I went to the spot where we kept the medical dictionary my father had bought to accompany the
Gray’s Anatomy
he’d given me on my ninth birthday. Along with Einstein’s
Relativity
, he kept the three tomes on the shelf next to the stove, right above the salt, pepper, and other everyday seasonings. It was his decision to put them there, so he could quiz me while he cooked, a duty he’d recently begun to share with my mother. She didn’t look up as I pulled the dictionary down, flipping to the words that I’d read that first week I’d met Teddy: “obtunded”:
made dull
; “hemiplegia”:
total or partial paralysis of one side of the body that results from disease of or injury to the motor centers of the brain
. “Massive intracranial hemorrhage” carried enough description on its own. The fear began swimming through me, rushing to my head. It doesn’t take a trained doctor to create a picture out of a little medical terminology, especially when we are desperate to understand how it might reveal something about someone we love.
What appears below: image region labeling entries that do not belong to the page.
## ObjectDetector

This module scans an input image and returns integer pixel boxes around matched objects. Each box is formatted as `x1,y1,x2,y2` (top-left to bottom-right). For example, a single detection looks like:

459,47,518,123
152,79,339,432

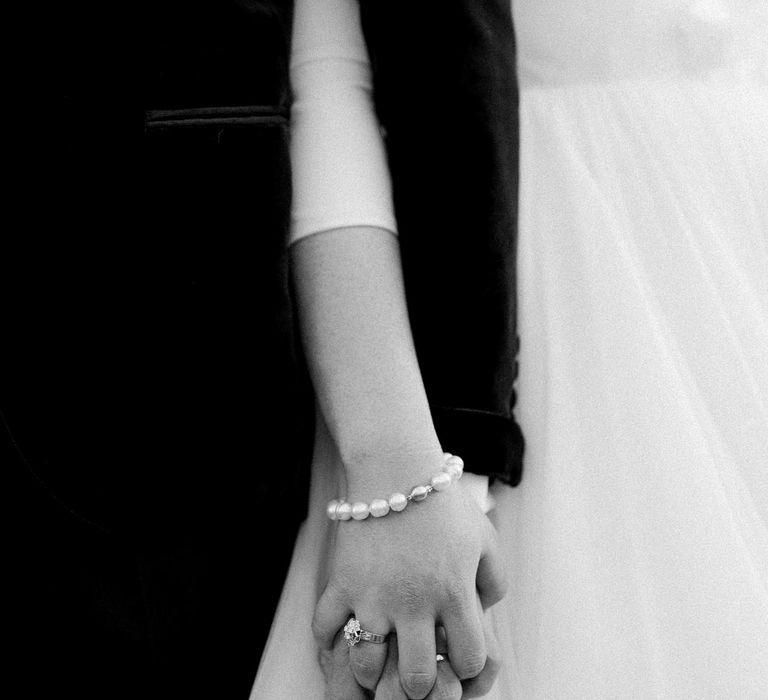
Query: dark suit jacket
6,0,522,698
360,0,523,484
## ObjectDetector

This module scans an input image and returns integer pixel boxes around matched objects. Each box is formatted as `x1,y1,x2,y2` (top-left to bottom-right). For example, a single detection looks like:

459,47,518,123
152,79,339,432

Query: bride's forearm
291,227,442,500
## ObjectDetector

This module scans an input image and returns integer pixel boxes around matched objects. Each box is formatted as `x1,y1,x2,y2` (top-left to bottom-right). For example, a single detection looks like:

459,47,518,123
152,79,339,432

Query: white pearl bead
325,500,340,520
429,472,453,491
370,498,389,518
389,493,408,512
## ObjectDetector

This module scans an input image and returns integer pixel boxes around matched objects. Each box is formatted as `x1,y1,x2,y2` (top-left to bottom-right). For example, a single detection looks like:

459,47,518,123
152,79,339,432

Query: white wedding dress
252,0,768,700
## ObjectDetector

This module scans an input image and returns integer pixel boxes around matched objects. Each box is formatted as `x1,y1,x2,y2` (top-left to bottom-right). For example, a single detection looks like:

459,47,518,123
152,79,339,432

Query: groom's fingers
375,638,408,700
427,657,462,700
461,616,501,698
323,634,368,700
349,609,390,690
312,584,352,649
476,523,508,608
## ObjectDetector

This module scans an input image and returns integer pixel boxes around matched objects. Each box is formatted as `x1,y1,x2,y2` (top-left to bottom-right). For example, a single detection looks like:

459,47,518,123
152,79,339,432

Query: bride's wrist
339,440,445,502
327,451,464,520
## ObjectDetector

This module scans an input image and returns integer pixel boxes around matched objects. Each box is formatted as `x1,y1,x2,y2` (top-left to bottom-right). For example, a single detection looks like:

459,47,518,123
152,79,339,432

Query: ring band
344,617,387,647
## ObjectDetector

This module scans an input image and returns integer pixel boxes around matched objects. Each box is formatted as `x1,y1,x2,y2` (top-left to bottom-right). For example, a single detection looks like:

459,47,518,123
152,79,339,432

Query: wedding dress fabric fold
252,0,768,700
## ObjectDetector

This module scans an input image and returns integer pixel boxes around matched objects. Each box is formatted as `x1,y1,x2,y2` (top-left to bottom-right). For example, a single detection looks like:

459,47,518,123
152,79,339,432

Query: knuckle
349,654,381,681
403,671,435,699
433,685,461,700
455,654,487,680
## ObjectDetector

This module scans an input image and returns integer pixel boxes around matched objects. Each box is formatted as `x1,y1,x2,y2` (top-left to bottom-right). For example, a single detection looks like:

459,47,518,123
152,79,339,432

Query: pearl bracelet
326,452,464,520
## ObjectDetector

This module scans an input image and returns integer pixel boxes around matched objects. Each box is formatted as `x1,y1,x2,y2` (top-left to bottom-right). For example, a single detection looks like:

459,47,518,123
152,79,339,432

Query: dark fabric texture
360,0,523,484
6,0,306,699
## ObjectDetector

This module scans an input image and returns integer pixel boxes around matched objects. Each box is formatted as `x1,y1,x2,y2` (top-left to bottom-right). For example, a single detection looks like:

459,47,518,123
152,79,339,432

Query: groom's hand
313,482,506,700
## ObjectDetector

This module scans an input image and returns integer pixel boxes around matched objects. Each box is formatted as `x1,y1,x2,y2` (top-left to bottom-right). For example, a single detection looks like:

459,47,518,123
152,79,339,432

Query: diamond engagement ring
344,617,387,647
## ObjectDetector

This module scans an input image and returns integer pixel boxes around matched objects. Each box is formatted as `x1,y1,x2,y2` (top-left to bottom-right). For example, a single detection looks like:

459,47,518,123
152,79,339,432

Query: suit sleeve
360,0,523,484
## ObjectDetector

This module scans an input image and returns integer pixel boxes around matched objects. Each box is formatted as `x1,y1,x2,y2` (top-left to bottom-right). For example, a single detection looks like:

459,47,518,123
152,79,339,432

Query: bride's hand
313,481,506,699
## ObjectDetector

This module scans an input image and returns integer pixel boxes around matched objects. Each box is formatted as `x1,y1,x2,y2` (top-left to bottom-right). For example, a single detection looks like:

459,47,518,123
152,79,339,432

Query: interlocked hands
313,482,506,700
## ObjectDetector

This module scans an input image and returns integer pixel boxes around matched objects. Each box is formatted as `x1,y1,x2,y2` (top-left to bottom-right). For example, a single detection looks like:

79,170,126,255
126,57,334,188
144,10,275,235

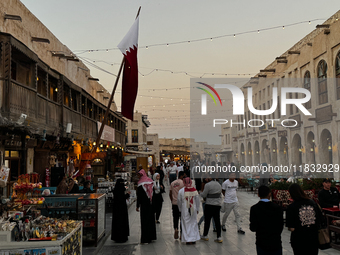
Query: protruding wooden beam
64,56,79,62
288,50,300,54
260,68,276,73
4,14,22,22
316,24,330,28
323,28,331,35
52,52,65,58
32,37,50,44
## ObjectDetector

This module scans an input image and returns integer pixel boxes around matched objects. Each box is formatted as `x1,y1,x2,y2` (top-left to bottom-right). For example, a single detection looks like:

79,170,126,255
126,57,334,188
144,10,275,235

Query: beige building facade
233,12,340,180
146,134,160,166
125,111,150,151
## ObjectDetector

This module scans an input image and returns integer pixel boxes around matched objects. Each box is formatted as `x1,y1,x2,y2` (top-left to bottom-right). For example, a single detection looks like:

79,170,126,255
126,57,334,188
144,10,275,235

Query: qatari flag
118,16,139,120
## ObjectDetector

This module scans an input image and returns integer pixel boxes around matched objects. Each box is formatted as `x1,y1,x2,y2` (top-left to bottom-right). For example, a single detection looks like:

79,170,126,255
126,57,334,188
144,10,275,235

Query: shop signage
126,146,139,151
97,122,115,142
277,130,287,137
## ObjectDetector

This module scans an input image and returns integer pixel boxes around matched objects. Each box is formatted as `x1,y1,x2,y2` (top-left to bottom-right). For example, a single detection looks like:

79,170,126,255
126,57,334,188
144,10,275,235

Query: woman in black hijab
111,179,130,243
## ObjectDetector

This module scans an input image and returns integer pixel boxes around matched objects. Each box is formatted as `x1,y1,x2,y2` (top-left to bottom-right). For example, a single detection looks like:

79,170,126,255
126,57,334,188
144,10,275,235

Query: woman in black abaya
111,179,130,243
136,169,157,244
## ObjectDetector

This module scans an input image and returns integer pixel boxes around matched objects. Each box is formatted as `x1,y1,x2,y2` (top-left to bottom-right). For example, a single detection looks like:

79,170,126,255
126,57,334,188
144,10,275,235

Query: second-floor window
317,60,328,104
37,67,47,97
335,52,340,100
131,129,138,143
303,71,312,109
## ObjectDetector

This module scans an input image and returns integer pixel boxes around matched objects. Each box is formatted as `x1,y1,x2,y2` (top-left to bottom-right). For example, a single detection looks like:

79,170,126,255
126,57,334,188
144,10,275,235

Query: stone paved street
95,183,340,255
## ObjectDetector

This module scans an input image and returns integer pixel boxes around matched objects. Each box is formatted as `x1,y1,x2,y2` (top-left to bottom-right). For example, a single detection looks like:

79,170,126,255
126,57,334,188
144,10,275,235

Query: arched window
335,52,340,100
303,71,312,109
317,60,328,104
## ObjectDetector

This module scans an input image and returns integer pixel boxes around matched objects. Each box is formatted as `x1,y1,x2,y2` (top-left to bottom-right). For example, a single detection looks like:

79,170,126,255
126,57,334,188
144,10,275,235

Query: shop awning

And the words I already knew, like “disease” and “brain,” knocked up against one another, threatening. Diseases could be genetic. Even a nine-year-old might have known that, but I hadn’t. And then there was the mention of the track marks on her arm, which as a younger child I envisioned as lines of black marker for an imaginary train, not to be confused with the mark on my mother’s wrist, but now understood them for what they actually were. I was also able to guess that BAC meant blood alcohol content, and that 0.18% would have pervaded everything in her system, that if a baby were born in such conditions he might be compromised in countless ways. Sometimes I wish I could go back to the times when I could remember but not understand, when my mind felt like a vessel rather than a stopping point.

I made for the drawer where we kept our maps and train schedules and pulled a schedule out for South Station, the railway hub of Boston. I also dug out the heavy book of maps for the Mid-Atlantic area. It didn’t take me long to sketch out the journey in my mind. I looked at my watch. It was 2:30. The next train was in an hour and a half and would get me to Trenton, New Jersey, the closest city to Freehold, by 10:30. I pulled my jacket on at the door and walked out without my mother looking up. I should have gone to find him long ago. Now I might have waited too long. I walked to the T, filling my lungs with the icy air.

T
he Greater Boston area is served by a comprehensive system of trolley and subway lines, so that if you are within fifteen miles of the city in any direction, the chances are good that you can ride public transportation into its center. Thanks to the Green Line running through Brookline and the Red Line into Boston, I was at South Station in plenty of time to catch the train to Trenton and begin to wonder about what I was doing, the danger I was putting myself in, the worry I would create at home. I tried to shake my fears off, letting what was now my desperation to see Teddy guide me instead. When the train arrived, I was the first to stand and found a good seat right away in a nearly empty car. I tried to settle in and make myself comfortable. We were expecting snow, and the underground heat had been turned up so high that the train had great gusts of stuffy, hot air blowing through it.

As the train heaved and jerked along the freezing rails, doubt began to seep in. I knew I might not be headed for the reunion I so wanted. Something had changed in him. I didn’t know what it was, I just knew that
he was different, and the undefined shape of it terrified me. He had gone to live a new life since seeing me last, and somewhere along the way he seemed to have drifted completely out of reach. Tears blurred my vision by the time we were above ground and I could look out at the passing cities. People don’t always want you to remember them so well, day in and day out. For all the joyful images I had of Teddy, there were ten more I might see now as off-kilter and disconnected, piling over the Teddy I had known like layers of clean, cold snow. I dozed for a while, dreaming of him as a bear, Mrs. Rosenthal the one who hunted for his food. The screeching of the brakes woke me, and when we emerged the snow was falling in the dark over a town I wouldn’t have recognized anyway.